Weil die Ränke undurchschaubar, die politische Lage diffus und die Gegenspieler weitgehend passiv bleiben, ergibt sich daraus keine spannende Geschichte. Gäbe es nicht den Konflikt mit Milady, wüsste man über weite Strecken nicht, wer gegen wen kämpft. Tatsächlich ist es einem irgendwann auch egal. Man schaut sich die Verfolgungsjagden zu Pferde an, von denen es allerdings weniger gibt als im ersten Teil, die Schwertkämpfe und Fluchten der Figuren, die ebenfalls mit weniger spektakulären Stunts garniert sind, und freut sich ansonsten, dass die Laufzeit wesentlich kürzer ist. Selbst die großen emotionalen Momente verpuffen, weil man den Figuren nie wirklich nahekommt und einem ihr Schicksal vollkommen egal ist. Ob eine Figur auf tragische Weise ums Leben kommt, ein gerissener Verräter enttarnt wird oder den Musketiere ein triumphaler Empfang bereitet wird, jegliche Emotion ist nur eine Behauptung, die in keiner Weise nachvollziehbar ist. Und das ist für einen Film eine Katastrophe.

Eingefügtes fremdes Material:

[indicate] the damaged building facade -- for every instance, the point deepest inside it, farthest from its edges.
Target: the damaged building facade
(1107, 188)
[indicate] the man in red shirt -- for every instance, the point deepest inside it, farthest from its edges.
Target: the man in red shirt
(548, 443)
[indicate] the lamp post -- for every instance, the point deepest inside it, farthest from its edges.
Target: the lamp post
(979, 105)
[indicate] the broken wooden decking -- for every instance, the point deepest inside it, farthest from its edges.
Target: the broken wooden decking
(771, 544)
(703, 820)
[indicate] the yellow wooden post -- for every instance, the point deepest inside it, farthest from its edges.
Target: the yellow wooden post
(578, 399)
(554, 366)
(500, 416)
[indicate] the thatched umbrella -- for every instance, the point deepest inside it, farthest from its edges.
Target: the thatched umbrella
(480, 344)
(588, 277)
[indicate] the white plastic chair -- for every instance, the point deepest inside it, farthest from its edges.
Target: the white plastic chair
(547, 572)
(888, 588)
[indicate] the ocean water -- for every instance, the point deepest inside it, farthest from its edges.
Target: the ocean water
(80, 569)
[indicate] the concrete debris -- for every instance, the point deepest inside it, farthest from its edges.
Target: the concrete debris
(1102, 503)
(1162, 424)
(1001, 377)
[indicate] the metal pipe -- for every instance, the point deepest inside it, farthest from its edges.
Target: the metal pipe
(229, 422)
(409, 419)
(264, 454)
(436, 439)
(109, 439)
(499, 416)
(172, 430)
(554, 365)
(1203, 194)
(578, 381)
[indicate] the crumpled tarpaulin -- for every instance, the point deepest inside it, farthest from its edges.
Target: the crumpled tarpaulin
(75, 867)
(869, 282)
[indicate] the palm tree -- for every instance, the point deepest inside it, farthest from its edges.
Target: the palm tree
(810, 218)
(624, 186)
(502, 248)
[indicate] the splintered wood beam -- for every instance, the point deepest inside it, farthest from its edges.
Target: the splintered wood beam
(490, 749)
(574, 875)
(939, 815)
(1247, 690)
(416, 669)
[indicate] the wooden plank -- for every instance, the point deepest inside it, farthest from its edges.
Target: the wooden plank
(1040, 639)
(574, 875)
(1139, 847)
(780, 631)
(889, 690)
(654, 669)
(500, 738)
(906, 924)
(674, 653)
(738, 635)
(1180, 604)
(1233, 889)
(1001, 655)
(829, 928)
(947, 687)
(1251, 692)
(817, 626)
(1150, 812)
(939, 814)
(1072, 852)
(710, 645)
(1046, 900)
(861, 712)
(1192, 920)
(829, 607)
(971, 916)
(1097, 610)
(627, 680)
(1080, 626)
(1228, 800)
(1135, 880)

Der erste Teil war schon relativ uninspiriert und überflüssig, besaß aber immerhin einige Schauwerte und gute Actionszenen, durch die man über weite Strecken bei der Stange blieb. In der Fortsetzung scheinen sogar die Regie und die Darsteller jede Lust verloren zu haben, das Ganze ist ein hohles Schauspiel ohne Emotion und Spannung, hübsch bebildert immerhin und mit einer toll agierenden Eva Green. Dass der zweite Teil mit einem ähnlichen Cliffhanger endet wie sein Vorgänger, scheint ein Hinweis auf die Ambitionen der Macher zu sein, einen dritten Teil zu drehen. Damit sollte man eher nicht rechnen.